Assim este OGE pode ser criticado não apenas pelo que prevê mas também pelo que não prevê e devia prever. Se se olhar para o esforço que está a ser feito na educação e o compararmos com esforo semelhante de países na região, concluiremos que Timor Leste tem ainda muito que fazer neste domínio do desenvolvimento do capital humano, nomeadamente através da melhoria de uma educação de qualidade.
E finalmente (por hoje...): "Recomendação 9: É necessário fornecer acesso a habitação aos pobres e às pessoas mais vulneráveis, em especial dado o facto de 66% dos agregados familiares em Timor Leste viverem em habitações temporárias e 81% destas habitações terem sido classificadas de 'gravemente danificadas' de acordo com o IPV-TL (Inquérito aos Padrões de Vida, de 2007)"
Este é mais um caso em que há a necessidade de se fazer (penso eu...) alguma "qualification" do que é afirmado.
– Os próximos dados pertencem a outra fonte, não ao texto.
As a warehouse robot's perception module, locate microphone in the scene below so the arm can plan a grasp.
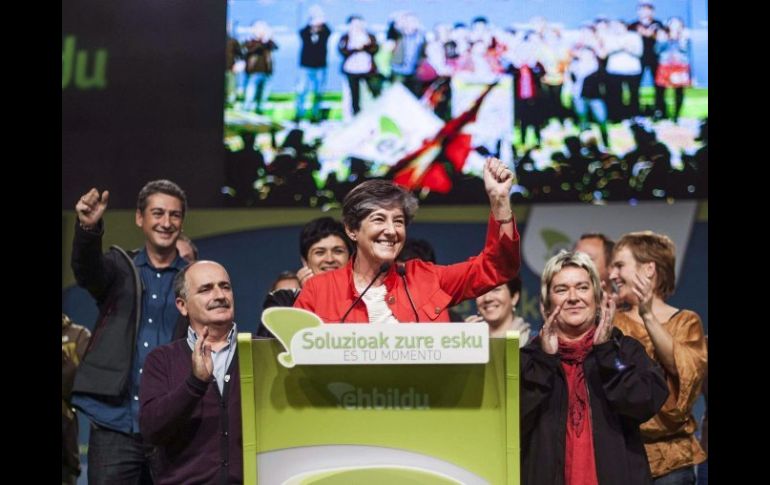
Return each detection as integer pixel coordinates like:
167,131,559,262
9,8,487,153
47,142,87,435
340,261,390,323
396,264,420,322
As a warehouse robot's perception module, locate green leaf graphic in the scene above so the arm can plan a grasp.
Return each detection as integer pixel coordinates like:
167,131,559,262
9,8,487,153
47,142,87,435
380,116,401,137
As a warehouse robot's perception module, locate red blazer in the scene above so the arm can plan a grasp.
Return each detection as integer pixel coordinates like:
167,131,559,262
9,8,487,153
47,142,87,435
294,215,521,323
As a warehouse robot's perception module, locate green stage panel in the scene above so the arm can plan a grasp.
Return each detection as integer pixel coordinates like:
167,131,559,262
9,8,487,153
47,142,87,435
238,335,519,484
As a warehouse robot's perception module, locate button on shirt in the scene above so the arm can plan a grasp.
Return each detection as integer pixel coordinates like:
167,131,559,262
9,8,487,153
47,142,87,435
75,249,187,433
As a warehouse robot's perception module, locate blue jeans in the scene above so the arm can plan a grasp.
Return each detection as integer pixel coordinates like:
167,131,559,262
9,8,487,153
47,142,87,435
572,96,607,126
652,466,695,485
88,423,157,485
297,67,326,120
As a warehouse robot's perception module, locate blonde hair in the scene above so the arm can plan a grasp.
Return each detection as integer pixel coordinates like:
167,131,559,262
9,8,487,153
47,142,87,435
540,249,602,311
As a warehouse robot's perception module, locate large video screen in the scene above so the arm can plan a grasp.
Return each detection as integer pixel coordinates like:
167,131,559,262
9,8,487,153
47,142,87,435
222,0,708,208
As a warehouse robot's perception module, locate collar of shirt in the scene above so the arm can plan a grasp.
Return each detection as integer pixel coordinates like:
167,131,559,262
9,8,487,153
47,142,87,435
134,248,187,270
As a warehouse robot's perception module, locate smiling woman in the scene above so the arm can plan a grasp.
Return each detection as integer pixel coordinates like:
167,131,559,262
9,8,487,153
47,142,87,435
294,158,520,323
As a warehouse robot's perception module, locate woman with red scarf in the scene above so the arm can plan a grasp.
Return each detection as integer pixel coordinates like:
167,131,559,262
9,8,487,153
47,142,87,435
521,251,668,485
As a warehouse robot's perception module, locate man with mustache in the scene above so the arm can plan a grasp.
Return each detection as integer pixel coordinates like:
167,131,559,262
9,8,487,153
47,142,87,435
139,261,243,485
72,180,187,485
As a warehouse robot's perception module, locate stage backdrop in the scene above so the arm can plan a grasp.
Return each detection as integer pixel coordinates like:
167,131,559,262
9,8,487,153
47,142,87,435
62,0,226,208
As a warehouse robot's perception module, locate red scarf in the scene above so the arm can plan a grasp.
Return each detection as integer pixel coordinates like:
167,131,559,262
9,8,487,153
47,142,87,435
559,327,599,485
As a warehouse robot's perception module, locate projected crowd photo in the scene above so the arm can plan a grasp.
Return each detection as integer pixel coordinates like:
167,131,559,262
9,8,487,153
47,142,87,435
221,0,708,208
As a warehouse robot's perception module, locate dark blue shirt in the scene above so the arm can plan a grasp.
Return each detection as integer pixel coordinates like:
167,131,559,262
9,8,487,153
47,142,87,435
72,249,187,433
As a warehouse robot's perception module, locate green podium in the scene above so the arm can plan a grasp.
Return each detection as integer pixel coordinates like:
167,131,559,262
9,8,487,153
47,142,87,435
238,327,520,485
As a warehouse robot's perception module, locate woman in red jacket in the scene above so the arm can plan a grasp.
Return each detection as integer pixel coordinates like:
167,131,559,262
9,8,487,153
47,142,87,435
294,158,520,323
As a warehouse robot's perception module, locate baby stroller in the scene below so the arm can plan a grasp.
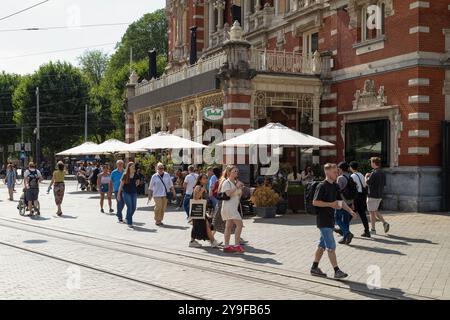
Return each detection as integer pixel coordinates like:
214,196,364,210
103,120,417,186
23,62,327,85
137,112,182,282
17,189,39,217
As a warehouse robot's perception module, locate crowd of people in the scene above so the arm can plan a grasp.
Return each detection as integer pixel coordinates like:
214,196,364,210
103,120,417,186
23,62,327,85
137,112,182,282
4,158,390,268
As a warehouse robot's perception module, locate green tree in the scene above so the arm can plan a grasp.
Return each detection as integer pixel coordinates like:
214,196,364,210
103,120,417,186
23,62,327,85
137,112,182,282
78,50,109,86
13,61,89,159
0,72,20,163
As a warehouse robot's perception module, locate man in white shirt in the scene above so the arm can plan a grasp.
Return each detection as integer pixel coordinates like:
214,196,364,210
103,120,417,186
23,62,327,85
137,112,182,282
183,166,198,218
148,163,177,226
350,161,370,238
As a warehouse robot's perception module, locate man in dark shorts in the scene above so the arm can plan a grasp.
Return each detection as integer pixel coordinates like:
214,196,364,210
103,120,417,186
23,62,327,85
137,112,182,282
311,163,356,279
24,162,43,215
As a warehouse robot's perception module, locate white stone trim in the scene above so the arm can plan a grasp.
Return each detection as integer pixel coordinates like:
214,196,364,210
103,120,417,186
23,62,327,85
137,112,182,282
320,121,337,129
409,26,430,34
320,107,337,114
223,102,250,111
408,112,430,121
408,147,430,154
409,1,430,10
408,96,430,104
320,135,337,142
408,130,430,138
320,150,337,157
408,78,430,87
223,118,250,126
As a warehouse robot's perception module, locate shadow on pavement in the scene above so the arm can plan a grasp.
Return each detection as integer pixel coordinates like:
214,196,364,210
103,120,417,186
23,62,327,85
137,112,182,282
23,239,48,244
251,214,316,226
342,280,417,300
349,244,406,256
386,234,439,244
A expressão "fornecer acesso a habitação" não significa, certamente, a opção de construção e entrega GRATUITA de habitações aos grupos referidos. Eles poderão/deverão ser (fortemente) ajudados a construir habitações dignas mas a contrapartida dessa ajuda será, entre outras, a de respeitarem alguns princípios básicos de ordenamento do território que compete ao Estado definir.
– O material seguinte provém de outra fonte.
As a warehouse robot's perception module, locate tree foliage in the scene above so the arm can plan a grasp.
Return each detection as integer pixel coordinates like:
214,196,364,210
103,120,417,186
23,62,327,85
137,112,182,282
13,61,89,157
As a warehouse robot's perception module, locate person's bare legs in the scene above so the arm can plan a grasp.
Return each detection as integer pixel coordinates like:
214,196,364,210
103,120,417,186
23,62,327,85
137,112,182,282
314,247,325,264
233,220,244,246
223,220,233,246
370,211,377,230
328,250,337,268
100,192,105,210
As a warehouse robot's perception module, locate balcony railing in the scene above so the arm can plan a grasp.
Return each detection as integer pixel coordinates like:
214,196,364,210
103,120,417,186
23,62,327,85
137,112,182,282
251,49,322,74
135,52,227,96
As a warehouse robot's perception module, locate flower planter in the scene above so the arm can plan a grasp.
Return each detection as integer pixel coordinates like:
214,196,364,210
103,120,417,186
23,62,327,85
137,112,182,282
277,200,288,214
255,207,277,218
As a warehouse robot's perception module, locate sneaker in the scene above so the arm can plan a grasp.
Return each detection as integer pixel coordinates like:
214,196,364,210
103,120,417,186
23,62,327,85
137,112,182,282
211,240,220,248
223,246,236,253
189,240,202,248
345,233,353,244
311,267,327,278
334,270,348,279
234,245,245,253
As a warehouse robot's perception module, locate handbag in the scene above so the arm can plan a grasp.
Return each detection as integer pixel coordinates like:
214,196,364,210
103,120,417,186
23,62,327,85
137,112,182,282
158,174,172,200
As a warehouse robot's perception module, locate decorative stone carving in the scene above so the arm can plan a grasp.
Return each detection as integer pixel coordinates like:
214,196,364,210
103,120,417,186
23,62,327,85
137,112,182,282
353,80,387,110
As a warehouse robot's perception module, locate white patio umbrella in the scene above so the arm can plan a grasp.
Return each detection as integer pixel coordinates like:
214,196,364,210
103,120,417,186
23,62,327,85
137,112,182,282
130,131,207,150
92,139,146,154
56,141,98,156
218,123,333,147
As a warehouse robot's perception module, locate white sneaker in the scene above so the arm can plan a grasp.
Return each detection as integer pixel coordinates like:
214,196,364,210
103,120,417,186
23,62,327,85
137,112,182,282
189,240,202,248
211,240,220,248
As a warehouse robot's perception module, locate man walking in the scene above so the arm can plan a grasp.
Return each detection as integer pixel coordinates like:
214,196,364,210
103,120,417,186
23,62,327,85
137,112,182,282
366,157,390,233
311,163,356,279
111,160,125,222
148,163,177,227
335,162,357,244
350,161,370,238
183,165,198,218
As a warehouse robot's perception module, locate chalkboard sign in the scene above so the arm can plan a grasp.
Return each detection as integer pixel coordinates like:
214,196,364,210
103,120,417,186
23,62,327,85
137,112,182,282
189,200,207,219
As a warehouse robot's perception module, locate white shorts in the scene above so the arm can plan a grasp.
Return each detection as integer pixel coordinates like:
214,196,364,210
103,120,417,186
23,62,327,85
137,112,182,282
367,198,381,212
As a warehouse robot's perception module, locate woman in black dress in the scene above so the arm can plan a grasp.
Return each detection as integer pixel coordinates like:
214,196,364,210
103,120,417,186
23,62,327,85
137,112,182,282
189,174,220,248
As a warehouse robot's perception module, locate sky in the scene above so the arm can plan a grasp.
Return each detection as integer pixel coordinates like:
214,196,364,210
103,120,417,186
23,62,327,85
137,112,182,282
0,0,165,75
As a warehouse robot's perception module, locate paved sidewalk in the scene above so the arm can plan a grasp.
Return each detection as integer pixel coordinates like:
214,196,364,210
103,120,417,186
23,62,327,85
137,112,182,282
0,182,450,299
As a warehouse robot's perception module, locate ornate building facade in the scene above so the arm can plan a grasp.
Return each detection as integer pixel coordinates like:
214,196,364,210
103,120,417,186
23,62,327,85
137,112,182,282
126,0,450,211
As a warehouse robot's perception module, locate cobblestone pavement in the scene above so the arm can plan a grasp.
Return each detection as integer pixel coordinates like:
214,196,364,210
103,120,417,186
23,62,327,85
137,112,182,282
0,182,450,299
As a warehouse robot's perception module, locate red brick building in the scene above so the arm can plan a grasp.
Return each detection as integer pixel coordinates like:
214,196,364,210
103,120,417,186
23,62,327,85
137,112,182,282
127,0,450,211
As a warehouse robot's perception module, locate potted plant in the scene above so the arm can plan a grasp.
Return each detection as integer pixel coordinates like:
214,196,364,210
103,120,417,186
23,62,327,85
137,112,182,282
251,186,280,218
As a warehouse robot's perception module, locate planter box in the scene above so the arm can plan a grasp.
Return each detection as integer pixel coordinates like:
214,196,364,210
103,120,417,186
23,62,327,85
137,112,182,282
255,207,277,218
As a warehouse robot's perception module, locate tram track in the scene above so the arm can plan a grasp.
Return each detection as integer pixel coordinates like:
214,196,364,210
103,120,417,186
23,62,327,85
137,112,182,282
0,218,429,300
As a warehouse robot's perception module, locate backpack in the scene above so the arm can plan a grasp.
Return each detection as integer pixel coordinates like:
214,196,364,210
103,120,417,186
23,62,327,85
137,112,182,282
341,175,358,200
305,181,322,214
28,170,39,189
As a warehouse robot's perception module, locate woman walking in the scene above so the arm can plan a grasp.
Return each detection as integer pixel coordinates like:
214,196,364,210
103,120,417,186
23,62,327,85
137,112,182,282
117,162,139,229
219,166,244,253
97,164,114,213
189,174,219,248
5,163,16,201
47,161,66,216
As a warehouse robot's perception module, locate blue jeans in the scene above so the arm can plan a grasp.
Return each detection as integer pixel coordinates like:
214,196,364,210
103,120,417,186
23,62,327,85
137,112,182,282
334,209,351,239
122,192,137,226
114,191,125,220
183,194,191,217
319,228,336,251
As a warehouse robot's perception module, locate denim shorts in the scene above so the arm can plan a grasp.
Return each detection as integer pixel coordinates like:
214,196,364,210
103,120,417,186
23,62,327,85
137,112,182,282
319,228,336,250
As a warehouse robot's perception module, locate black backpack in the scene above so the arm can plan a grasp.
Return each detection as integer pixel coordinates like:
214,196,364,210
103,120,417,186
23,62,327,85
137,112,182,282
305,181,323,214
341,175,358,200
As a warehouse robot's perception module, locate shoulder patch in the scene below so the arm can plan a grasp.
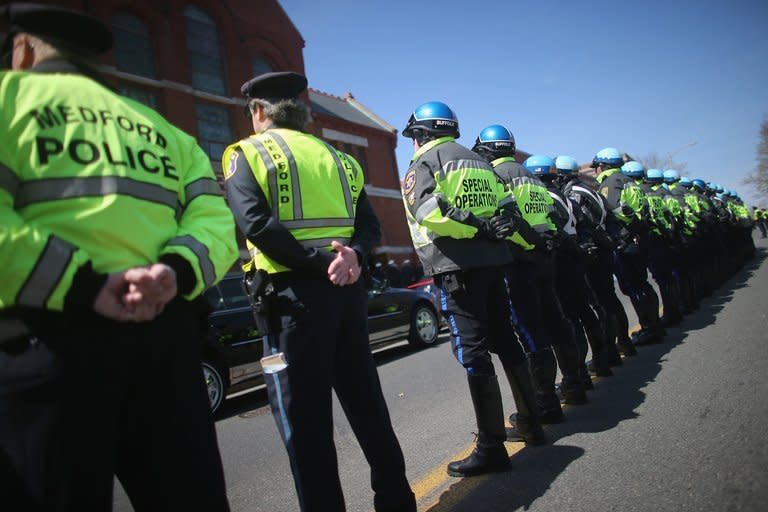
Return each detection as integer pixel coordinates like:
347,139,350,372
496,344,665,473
403,169,416,194
224,151,240,180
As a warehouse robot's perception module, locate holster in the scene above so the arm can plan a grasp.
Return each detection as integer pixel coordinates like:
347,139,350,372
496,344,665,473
440,272,464,293
243,270,281,336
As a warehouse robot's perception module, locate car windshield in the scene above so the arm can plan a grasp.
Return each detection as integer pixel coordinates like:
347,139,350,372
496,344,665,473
219,278,249,308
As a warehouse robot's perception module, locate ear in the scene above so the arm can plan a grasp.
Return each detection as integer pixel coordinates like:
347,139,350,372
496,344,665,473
11,34,35,71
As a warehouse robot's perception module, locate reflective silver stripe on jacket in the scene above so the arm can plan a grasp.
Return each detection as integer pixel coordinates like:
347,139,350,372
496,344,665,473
184,178,221,204
547,190,576,235
16,236,77,308
248,137,280,219
14,176,179,211
439,158,486,179
571,185,608,226
323,141,355,217
0,164,21,197
280,218,355,229
248,237,351,260
413,196,440,224
269,132,304,219
165,235,216,288
498,194,515,208
299,237,350,249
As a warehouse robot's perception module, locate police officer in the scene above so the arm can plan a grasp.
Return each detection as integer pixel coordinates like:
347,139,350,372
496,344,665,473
643,169,682,326
753,206,768,238
222,72,416,512
555,155,616,376
0,4,237,511
592,148,664,343
663,169,701,315
523,155,594,404
403,101,544,476
472,124,586,423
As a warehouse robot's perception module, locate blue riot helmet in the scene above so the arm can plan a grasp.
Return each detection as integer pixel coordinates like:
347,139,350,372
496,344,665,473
472,124,515,161
403,101,459,143
621,160,645,179
523,155,555,176
664,169,680,183
592,148,624,168
645,169,664,183
555,155,579,174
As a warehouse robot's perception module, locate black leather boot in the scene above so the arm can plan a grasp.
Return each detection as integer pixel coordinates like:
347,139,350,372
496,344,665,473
587,325,613,381
448,375,509,477
528,348,565,425
552,340,588,405
502,361,547,446
601,314,622,366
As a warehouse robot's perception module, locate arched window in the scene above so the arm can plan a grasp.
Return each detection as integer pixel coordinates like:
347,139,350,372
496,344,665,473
195,103,232,174
184,6,227,94
253,57,274,76
112,11,156,78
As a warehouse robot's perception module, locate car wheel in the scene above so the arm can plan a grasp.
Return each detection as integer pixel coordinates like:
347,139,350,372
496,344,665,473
408,304,440,348
203,362,224,412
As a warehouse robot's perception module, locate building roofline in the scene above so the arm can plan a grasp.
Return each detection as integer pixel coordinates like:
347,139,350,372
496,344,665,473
344,92,397,133
307,87,397,135
275,1,307,48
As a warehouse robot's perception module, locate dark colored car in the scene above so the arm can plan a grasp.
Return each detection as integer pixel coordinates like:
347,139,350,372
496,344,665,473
203,274,440,411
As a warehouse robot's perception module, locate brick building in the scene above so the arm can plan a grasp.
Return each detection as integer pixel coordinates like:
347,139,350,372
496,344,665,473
3,0,413,260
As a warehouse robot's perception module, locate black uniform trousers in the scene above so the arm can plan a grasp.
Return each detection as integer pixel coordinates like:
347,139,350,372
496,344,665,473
556,252,606,356
264,272,416,512
587,249,629,343
0,300,229,512
435,267,525,375
507,252,575,353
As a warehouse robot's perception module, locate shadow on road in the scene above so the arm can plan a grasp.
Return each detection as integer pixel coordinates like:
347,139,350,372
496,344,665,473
428,247,766,512
214,331,448,421
428,446,584,512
Entendo -- e concordarei se a interpretação for essa --- que ao Estado cabe um papel fundamental na definição e implementação de uma política habitacional ARTICULADA COM O ORDENAMENTO DO TERRITÓRIO, PARTICULARMENTE DAS PRINCIPAIS CIDADES.
É pena que neste domínio não se vejam esforços significativos. Os planos dos primeiros governos constitucionais de procederem ao reordenamento de cidades como Dili, Maliana e Baucau foram parar a uma qualquer gaveta de que alguém perdeu a chave.
Reanimar esses planos --- eventualmente alterando o que há que alterar --- será um passo fundamental para melhorar a situação habitacional do país.
Mais: sabendo que a sua implementação e a dinamização da construção civil apoiada/organizada/desenvolvida pelo Estado é um poderoso factor de dinamização da actividade económica e da criação relativamente sustentada de emprego, deveria haver um plano nacional de habitação que integrasse e previsse também a criação das indústrias a montante e juzante. Organizem-se!